Post  Admin Wed Jan 30, 2013 7:11 pm


Cognitive Endophenotypes in a Family with Bipolar Disorder with a Risk Locus on Chromosome 4
Source: Bipolar Disorders. published online: 16 JAN 2013

Objectives:  We studied cognitive function in high-risk relatives belonging to a single extended family showing linkage of bipolar disorder to a locus on chromosome 4. High-risk relatives were defined as those that carried the risk haplotype of polymorphic markers, identified in a previous linkage study. This family provided a rare opportunity to characterize a neuropsychological endophenotype in a homogeneous sample of relatives with a common genetic risk factor.

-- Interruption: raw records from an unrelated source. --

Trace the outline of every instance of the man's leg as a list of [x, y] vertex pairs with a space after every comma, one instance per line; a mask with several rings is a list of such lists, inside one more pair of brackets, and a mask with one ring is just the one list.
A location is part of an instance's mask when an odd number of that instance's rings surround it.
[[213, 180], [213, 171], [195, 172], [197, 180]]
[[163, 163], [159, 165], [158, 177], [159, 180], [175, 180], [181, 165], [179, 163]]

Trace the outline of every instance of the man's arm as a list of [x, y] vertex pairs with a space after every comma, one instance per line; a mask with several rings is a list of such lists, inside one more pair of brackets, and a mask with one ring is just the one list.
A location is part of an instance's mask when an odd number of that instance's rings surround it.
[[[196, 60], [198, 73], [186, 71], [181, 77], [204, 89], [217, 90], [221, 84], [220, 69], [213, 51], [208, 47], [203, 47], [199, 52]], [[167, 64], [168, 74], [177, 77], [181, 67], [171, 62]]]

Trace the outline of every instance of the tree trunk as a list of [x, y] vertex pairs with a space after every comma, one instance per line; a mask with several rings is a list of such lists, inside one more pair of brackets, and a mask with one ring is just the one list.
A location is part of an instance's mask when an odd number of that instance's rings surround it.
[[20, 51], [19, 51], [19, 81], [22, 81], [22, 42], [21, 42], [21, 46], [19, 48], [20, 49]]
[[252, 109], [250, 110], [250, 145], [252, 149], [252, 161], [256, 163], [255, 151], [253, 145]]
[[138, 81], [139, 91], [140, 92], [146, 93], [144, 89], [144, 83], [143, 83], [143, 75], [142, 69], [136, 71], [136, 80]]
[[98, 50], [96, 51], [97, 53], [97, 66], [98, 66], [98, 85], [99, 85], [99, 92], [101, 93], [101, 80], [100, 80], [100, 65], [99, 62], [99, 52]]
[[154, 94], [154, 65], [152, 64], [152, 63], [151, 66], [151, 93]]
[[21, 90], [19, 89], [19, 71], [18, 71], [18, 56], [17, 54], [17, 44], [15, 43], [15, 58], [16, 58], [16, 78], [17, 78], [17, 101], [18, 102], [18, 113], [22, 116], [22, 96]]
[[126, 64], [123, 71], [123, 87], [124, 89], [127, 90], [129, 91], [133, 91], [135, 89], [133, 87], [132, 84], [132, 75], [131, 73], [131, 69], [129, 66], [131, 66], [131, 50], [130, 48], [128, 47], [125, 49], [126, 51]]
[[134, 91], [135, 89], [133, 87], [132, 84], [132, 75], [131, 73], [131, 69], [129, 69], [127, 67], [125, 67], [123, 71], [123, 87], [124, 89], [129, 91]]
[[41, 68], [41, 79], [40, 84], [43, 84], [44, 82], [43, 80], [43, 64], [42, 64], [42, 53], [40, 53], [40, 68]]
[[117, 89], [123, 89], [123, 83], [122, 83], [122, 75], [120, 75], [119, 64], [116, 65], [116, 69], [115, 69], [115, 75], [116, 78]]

Methods:  Fifteen family members carrying the risk haplotype (eight diagnosed with bipolar disorder or depression and seven with no psychiatric diagnosis), unrelated patients with bipolar disorder (n = 36) and major depressive disorder (n = 40), and healthy control subjects (n = 33) were administered the California Verbal Learning Test, Verbal Fluency Test, Hayling Sentence Completion Test, and Brixton Spatial Anticipation Test to assess verbal memory, verbal fluency, and executive function.

Results:  Compared with healthy controls, family members carrying the risk haplotype were impaired in indices of memory and executive function. There were no significant differences between unaffected and affected haplotype-carrying family members in any cognitive measure. Pronounced deficits in the encoding stage of verbal memory and category verbal fluency were evident in individuals with the risk haplotype.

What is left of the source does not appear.